Bu tür harekatlarla sorunun herhangi bir şekilde ortadan kalkmadığının bir kez daha bariz şekilde ortaya çıkması nedeniyle, Türkiye’nin bundan sonrası için bu tür girişimlerine uluslararası destek alması da daha zor olacaktır. Yani bununla eldeki koz bir bakıma tüketilmiş olmaktadır. Nitekim ABD tam da bugünlerde, içeride Kürt sorununa yönelik birtakım ekonomik, sosyal ve siyasal açılımlar yapılmasının gereğini hatırlatmaktadır. Aslında, sıkıştıkça askeri bahsi yükseltme şeklindeki yöntemin inandırıcılığı içeride de zedelenmiştir.
Diğer taraftan, bu harekata angaje olmakla, AKP’nin Kürtlere yönelik seçim hesapları da muhakkak ki ciddi bir darbe almıştır. Unutulmamalı ki, AKP geçen seçimlerde ordunun savaşı tırmandırma zorlamasına direnmesi sayesinde Kürt kitlelerin önemli desteğini alabilmişti.

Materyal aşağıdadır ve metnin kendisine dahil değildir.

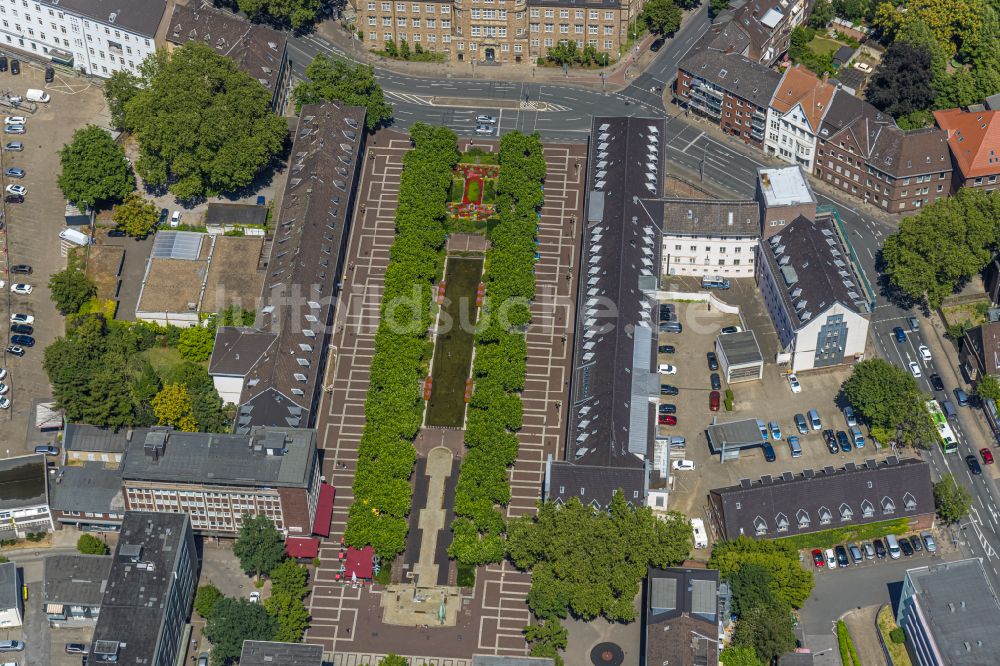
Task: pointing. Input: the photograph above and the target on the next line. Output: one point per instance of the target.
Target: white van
(75, 237)
(893, 545)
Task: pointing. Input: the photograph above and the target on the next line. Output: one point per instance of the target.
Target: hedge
(842, 535)
(394, 404)
(495, 410)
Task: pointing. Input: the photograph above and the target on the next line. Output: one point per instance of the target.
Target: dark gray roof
(699, 217)
(616, 293)
(818, 272)
(740, 348)
(227, 213)
(734, 73)
(257, 50)
(594, 483)
(139, 16)
(22, 482)
(134, 603)
(960, 610)
(78, 580)
(888, 489)
(85, 437)
(306, 259)
(237, 349)
(246, 459)
(266, 653)
(10, 586)
(92, 487)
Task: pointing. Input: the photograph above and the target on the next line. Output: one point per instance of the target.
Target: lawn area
(453, 346)
(886, 623)
(823, 45)
(163, 359)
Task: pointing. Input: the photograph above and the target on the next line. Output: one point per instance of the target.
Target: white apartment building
(96, 37)
(794, 116)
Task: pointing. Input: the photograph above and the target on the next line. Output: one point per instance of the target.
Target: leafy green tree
(70, 288)
(988, 387)
(768, 629)
(291, 615)
(172, 407)
(94, 169)
(88, 544)
(951, 500)
(740, 656)
(789, 583)
(196, 343)
(329, 79)
(259, 545)
(891, 401)
(214, 138)
(205, 600)
(662, 17)
(233, 621)
(296, 14)
(136, 216)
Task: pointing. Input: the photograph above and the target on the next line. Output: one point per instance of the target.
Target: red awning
(324, 510)
(302, 547)
(359, 563)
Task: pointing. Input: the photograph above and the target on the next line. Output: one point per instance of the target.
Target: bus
(949, 444)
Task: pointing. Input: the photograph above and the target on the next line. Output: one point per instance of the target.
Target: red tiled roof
(974, 138)
(302, 547)
(324, 510)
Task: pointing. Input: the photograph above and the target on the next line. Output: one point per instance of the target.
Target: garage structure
(739, 356)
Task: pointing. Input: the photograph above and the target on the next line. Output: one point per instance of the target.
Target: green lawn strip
(453, 347)
(842, 535)
(848, 653)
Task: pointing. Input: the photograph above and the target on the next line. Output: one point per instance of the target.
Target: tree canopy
(331, 79)
(204, 127)
(94, 169)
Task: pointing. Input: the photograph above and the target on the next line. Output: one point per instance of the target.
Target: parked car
(793, 383)
(843, 441)
(768, 452)
(23, 340)
(831, 441)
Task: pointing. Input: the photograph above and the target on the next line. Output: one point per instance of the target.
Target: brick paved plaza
(346, 618)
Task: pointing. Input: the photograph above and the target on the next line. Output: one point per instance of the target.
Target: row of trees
(767, 582)
(588, 563)
(495, 410)
(937, 251)
(394, 405)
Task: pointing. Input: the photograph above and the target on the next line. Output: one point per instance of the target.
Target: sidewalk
(617, 75)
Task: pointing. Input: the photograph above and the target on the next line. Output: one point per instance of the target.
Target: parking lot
(32, 230)
(769, 399)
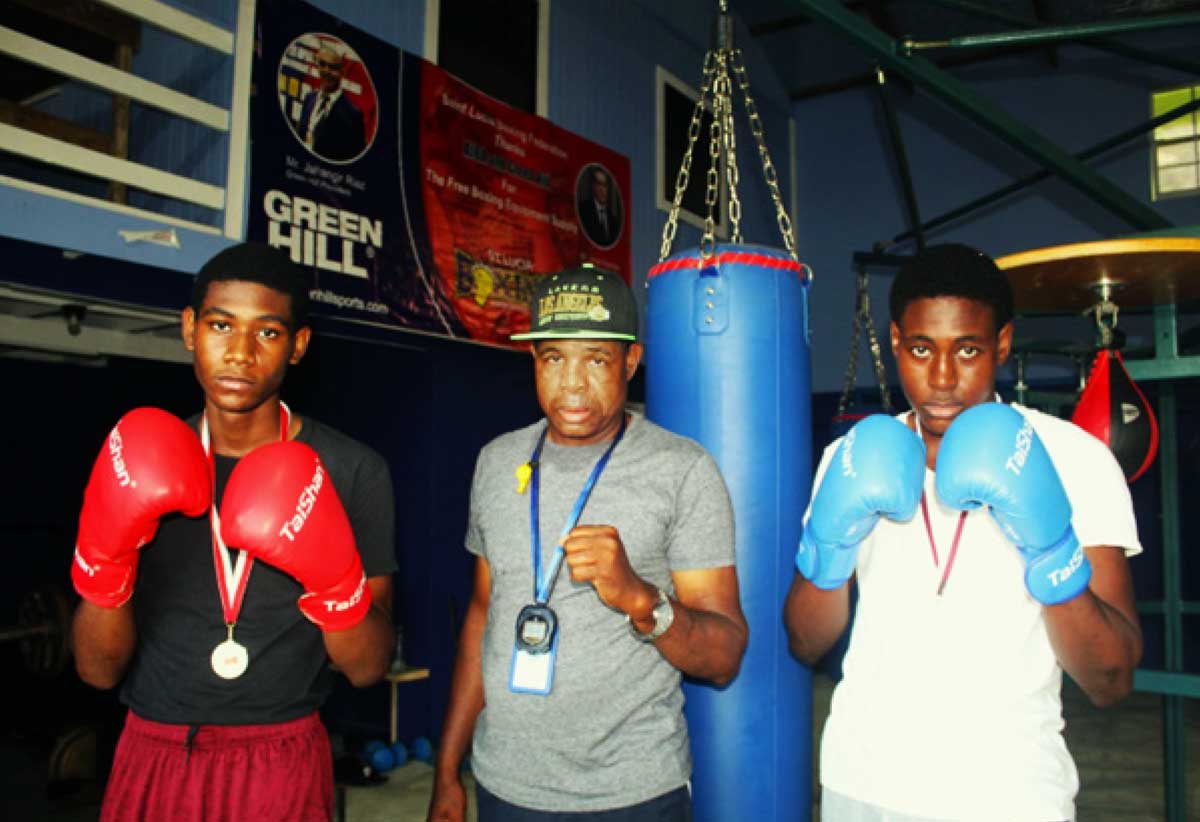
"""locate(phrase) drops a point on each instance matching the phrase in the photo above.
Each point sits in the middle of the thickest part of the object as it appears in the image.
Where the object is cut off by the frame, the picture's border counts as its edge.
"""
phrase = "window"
(676, 105)
(1176, 156)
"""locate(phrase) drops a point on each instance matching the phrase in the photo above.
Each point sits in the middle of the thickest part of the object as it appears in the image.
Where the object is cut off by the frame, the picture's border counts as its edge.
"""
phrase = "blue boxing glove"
(879, 469)
(991, 456)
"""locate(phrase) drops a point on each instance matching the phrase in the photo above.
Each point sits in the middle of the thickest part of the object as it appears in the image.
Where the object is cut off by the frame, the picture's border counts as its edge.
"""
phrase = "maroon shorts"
(258, 773)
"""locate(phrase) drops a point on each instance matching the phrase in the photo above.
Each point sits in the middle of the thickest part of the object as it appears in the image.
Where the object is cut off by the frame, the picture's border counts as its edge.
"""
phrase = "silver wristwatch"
(663, 613)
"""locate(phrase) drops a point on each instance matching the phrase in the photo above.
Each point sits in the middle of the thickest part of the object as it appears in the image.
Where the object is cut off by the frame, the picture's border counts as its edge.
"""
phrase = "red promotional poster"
(510, 197)
(412, 198)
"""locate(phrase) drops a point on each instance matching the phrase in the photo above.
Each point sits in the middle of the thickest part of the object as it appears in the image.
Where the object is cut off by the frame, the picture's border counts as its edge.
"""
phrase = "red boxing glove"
(280, 505)
(151, 465)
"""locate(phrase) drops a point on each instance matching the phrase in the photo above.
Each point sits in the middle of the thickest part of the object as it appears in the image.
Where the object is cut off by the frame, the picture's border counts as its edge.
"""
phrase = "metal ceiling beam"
(1103, 45)
(1056, 34)
(964, 100)
(1043, 174)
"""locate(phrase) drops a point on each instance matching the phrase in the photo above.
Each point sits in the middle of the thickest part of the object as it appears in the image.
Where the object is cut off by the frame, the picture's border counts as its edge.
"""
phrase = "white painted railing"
(231, 123)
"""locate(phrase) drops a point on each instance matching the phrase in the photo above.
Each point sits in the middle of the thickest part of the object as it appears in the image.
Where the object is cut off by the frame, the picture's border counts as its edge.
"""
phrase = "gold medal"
(229, 659)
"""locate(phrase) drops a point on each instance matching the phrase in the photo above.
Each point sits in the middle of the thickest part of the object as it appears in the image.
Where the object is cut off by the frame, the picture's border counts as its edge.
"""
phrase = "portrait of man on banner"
(598, 201)
(328, 99)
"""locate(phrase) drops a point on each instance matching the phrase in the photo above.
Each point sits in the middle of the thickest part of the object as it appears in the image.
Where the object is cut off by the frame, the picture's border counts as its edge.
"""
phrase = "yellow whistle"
(525, 471)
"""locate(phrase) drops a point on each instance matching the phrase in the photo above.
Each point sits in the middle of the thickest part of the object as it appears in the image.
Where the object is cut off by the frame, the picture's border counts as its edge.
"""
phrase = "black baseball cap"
(585, 304)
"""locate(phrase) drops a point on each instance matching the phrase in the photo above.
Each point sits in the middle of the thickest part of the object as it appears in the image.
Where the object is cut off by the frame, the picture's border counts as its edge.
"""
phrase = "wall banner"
(414, 199)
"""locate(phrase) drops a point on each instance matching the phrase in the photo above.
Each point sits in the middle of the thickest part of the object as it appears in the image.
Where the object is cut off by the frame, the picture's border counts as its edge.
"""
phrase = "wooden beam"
(30, 119)
(123, 59)
(100, 19)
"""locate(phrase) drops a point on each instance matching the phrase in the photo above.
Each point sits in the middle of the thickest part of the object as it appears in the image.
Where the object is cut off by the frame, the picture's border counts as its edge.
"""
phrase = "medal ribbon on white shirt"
(929, 531)
(231, 658)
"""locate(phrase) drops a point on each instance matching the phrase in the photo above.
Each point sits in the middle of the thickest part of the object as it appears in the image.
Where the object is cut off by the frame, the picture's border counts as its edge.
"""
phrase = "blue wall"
(851, 197)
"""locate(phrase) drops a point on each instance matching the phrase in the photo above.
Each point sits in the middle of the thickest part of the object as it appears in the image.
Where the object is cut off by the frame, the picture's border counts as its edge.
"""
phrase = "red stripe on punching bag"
(729, 258)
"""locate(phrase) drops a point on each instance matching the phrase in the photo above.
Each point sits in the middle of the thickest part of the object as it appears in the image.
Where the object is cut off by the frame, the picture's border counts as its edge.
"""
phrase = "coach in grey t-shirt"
(587, 715)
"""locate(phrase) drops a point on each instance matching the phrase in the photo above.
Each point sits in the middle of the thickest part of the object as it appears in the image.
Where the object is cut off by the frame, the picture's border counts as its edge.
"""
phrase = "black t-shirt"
(180, 621)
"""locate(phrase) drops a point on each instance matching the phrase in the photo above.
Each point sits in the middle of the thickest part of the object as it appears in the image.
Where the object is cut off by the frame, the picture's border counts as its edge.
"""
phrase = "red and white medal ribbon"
(231, 658)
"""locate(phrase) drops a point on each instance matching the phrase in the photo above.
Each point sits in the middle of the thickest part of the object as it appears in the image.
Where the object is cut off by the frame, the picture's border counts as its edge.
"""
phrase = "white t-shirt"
(949, 706)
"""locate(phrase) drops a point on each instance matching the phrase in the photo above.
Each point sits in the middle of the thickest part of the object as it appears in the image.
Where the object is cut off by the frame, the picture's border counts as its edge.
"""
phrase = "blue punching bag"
(727, 365)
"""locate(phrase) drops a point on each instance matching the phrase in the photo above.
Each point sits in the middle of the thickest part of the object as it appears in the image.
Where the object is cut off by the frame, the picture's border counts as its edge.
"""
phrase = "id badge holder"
(533, 673)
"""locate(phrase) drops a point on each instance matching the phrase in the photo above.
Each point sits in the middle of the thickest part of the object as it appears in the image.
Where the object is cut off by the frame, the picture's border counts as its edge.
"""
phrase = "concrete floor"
(1119, 753)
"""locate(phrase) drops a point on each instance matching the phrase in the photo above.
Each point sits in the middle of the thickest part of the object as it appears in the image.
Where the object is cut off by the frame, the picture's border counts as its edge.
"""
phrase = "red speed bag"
(1115, 411)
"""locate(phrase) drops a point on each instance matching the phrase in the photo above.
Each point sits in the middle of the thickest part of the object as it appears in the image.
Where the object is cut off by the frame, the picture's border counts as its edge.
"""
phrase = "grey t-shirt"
(611, 732)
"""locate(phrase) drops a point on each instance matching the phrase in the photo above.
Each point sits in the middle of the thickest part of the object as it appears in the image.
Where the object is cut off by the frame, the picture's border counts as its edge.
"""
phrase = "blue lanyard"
(543, 586)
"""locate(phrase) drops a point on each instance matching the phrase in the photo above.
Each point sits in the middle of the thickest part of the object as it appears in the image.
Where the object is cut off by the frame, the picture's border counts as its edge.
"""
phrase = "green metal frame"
(1167, 365)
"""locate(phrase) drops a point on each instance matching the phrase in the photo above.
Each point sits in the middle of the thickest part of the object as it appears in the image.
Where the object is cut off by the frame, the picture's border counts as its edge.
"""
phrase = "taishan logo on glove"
(847, 455)
(115, 451)
(1021, 449)
(339, 605)
(1060, 575)
(305, 504)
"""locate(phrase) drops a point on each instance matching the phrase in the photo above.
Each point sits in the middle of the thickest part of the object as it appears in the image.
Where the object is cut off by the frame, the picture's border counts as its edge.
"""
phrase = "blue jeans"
(673, 807)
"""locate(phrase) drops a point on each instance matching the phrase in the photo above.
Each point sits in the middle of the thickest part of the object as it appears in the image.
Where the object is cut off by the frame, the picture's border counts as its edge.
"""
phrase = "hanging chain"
(863, 321)
(768, 168)
(724, 96)
(684, 177)
(717, 96)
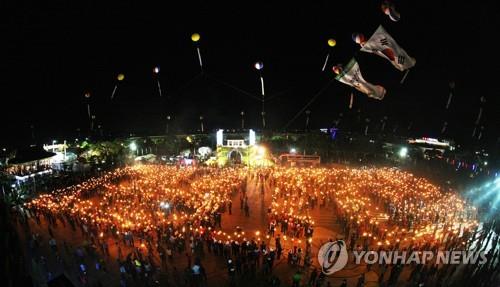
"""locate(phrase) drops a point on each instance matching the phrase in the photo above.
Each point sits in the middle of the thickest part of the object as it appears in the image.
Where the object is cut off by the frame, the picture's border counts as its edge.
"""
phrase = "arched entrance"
(235, 157)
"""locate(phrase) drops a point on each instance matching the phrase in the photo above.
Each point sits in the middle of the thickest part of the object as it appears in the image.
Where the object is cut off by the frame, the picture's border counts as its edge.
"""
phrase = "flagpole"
(404, 77)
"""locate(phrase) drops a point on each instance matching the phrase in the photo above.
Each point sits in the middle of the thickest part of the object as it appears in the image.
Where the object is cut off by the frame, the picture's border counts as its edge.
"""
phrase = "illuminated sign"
(219, 137)
(251, 137)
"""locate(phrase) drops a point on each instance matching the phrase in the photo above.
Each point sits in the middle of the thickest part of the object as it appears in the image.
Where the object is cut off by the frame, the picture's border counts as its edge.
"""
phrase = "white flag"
(382, 44)
(351, 76)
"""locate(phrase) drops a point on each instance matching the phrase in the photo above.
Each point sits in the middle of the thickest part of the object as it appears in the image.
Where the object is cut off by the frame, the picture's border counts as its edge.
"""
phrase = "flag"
(382, 44)
(351, 76)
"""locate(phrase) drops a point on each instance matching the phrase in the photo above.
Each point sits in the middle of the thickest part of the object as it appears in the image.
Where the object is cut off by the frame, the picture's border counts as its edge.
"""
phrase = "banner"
(351, 76)
(382, 44)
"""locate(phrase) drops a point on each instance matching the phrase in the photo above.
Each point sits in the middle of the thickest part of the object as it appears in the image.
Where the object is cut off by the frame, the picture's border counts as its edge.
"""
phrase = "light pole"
(367, 120)
(92, 123)
(308, 112)
(168, 121)
(259, 66)
(384, 120)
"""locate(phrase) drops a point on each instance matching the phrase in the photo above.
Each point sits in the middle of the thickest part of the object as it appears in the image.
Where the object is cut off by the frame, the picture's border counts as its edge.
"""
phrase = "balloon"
(195, 37)
(259, 65)
(337, 69)
(358, 38)
(389, 9)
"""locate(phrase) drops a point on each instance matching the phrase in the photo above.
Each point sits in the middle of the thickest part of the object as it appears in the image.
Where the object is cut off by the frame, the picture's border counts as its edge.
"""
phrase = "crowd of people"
(154, 220)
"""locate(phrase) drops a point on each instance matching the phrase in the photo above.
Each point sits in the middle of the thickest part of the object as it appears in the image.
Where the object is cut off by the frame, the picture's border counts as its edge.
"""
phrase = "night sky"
(58, 50)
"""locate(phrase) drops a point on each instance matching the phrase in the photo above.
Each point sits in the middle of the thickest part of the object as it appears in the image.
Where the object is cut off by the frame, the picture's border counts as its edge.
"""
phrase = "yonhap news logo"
(332, 256)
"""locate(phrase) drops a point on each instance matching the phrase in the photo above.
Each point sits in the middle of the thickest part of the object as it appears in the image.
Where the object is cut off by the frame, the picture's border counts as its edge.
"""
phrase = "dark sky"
(57, 50)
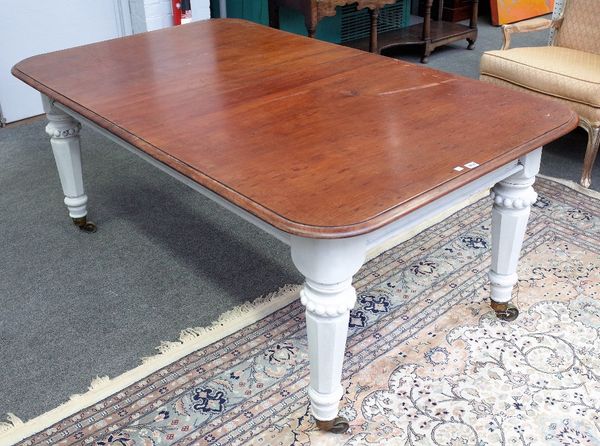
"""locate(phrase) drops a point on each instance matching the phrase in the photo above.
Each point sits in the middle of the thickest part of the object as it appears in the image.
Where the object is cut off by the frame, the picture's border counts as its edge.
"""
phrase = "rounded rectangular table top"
(316, 139)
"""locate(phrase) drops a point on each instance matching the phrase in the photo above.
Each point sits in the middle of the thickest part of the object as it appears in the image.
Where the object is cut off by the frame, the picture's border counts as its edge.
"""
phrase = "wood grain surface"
(316, 139)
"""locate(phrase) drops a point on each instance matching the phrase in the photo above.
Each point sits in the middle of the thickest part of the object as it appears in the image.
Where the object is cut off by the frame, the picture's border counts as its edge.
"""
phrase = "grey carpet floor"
(75, 305)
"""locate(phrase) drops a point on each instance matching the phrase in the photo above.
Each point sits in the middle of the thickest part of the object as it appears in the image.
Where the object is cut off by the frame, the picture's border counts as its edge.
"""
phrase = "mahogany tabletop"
(316, 139)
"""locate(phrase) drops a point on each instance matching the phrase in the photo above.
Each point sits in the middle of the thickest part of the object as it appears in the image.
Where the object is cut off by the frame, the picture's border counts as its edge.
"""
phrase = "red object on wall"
(176, 12)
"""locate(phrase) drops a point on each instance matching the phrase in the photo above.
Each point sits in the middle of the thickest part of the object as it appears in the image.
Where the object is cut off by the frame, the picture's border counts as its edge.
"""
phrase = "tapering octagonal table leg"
(513, 198)
(64, 137)
(328, 295)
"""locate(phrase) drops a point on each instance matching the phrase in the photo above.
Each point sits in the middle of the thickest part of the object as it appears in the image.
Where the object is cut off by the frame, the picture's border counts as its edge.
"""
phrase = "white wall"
(39, 26)
(148, 15)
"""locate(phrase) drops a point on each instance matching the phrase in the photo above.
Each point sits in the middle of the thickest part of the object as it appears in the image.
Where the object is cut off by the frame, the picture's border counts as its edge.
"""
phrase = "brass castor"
(84, 225)
(338, 425)
(505, 311)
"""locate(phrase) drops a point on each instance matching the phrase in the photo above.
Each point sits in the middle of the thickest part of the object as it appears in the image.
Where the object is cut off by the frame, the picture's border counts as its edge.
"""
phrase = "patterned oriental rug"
(427, 363)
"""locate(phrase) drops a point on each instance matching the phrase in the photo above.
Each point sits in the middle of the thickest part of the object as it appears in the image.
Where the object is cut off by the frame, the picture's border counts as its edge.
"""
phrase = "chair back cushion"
(581, 26)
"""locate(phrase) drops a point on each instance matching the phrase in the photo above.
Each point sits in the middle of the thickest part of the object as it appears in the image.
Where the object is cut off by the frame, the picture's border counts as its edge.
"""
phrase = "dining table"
(329, 149)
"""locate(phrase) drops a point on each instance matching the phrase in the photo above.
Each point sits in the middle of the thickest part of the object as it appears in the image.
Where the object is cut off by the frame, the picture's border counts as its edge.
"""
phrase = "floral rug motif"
(426, 363)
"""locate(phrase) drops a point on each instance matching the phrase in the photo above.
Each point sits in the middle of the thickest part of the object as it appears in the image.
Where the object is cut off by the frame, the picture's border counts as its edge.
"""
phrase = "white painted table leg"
(513, 198)
(64, 137)
(328, 295)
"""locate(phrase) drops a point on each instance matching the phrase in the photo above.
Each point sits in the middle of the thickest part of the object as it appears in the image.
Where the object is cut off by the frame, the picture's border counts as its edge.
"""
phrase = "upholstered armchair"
(568, 70)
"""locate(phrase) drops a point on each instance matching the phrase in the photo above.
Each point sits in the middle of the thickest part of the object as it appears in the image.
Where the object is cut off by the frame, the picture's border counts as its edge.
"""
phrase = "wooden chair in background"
(568, 70)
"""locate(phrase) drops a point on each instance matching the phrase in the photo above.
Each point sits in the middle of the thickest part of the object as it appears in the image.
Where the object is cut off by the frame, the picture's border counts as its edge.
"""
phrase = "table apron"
(430, 211)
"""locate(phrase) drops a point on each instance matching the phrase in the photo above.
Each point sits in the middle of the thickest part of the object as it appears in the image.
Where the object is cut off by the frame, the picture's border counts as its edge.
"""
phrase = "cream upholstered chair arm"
(526, 26)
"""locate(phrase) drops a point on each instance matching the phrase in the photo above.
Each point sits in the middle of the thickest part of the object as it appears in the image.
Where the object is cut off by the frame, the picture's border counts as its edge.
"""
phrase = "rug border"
(192, 339)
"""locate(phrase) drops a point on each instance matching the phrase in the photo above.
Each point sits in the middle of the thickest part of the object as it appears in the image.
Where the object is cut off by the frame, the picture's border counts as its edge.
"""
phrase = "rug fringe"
(191, 339)
(191, 334)
(12, 421)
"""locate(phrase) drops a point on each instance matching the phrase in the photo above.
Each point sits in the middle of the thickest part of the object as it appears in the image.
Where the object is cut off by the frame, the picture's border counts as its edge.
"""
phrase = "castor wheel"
(505, 311)
(85, 225)
(338, 425)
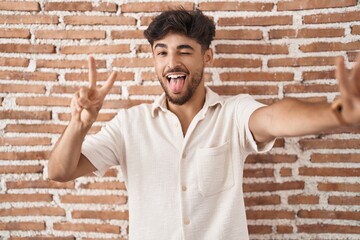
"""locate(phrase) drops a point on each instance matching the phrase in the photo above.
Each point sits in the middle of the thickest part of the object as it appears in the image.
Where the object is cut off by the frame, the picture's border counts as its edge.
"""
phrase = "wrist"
(337, 110)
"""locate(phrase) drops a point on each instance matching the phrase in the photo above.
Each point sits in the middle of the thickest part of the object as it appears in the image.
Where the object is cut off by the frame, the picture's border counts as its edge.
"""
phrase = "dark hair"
(193, 24)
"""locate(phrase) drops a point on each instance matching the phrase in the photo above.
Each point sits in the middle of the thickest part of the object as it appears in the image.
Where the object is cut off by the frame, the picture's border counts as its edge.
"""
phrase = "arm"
(291, 117)
(66, 161)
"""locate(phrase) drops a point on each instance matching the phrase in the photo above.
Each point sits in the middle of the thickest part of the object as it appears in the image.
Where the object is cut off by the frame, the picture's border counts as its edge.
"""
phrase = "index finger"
(92, 72)
(108, 84)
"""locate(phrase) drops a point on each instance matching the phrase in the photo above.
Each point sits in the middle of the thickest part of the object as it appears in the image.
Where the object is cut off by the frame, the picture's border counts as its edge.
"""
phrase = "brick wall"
(305, 188)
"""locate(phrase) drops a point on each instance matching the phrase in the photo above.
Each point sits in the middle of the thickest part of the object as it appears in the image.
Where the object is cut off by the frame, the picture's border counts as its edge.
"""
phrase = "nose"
(173, 62)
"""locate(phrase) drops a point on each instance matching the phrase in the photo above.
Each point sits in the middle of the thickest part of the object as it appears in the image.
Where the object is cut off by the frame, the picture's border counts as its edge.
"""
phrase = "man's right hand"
(87, 102)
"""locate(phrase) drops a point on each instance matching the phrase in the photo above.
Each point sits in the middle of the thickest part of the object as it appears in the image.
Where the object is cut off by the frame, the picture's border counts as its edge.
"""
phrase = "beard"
(189, 91)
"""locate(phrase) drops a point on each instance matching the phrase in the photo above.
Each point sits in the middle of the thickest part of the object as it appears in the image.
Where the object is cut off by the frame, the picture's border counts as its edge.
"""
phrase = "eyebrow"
(183, 46)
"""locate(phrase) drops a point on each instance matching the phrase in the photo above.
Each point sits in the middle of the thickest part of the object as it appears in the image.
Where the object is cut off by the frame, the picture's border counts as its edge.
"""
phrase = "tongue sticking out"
(177, 84)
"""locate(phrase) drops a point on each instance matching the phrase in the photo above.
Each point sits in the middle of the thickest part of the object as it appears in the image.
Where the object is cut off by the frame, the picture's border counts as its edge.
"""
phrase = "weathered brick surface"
(305, 188)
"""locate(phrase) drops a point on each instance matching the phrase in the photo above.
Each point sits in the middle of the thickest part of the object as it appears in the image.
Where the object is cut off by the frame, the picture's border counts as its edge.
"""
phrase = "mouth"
(176, 81)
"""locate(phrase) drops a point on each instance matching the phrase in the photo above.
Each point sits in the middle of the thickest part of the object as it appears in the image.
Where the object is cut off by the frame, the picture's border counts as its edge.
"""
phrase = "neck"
(187, 111)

Bugün tam tersi söz konusudur. Bu bakımdan, bundan sonraki dönemde bunu telafi etmek için AKP binbir türlü göstermelik hamle yapabilecektir. Nitekim başbakanın derhal mitingler yapmak üzere bölgeye gideceği yolunda haberler hemen sökün etmiş bulunuyor. Besbelli ki başbakan nabzı tutmakta gecikmemekten ve bölge halkını bir an önce yatıştırmaktan yana. Elbette önümüzdeki dönemde siyasal sürecin nasıl gelişeceği tam olarak kestirilemezse de, şimdilik görünen şey AKP’nin Kürt halkının gözündeki kredisini önemli ölçüde harcadığıdır.
Türkiye’deki en yakıcı siyasal sorun olan Kürt sorununun çözümü için temel şart, öncelikle inkâr, imha ve zorla asimilasyona dayalı geleneksel devlet siyasetine son verilmesi ve Kürt halkının ulusal-demokratik taleplerinin karşılanmasıdır. Bunun gerçekleşebilmesi için, baskıcı ve şoven Türk burjuvazisine karşı mazlum Kürt halkına yardım eli uzatabilecek tek tutarlı güç işçi sınıfıdır. İşçi sınıfını böylesi bir anlayışla bilinçlendirmek de Marksist öncü işçilerin en başta gelen görevidir.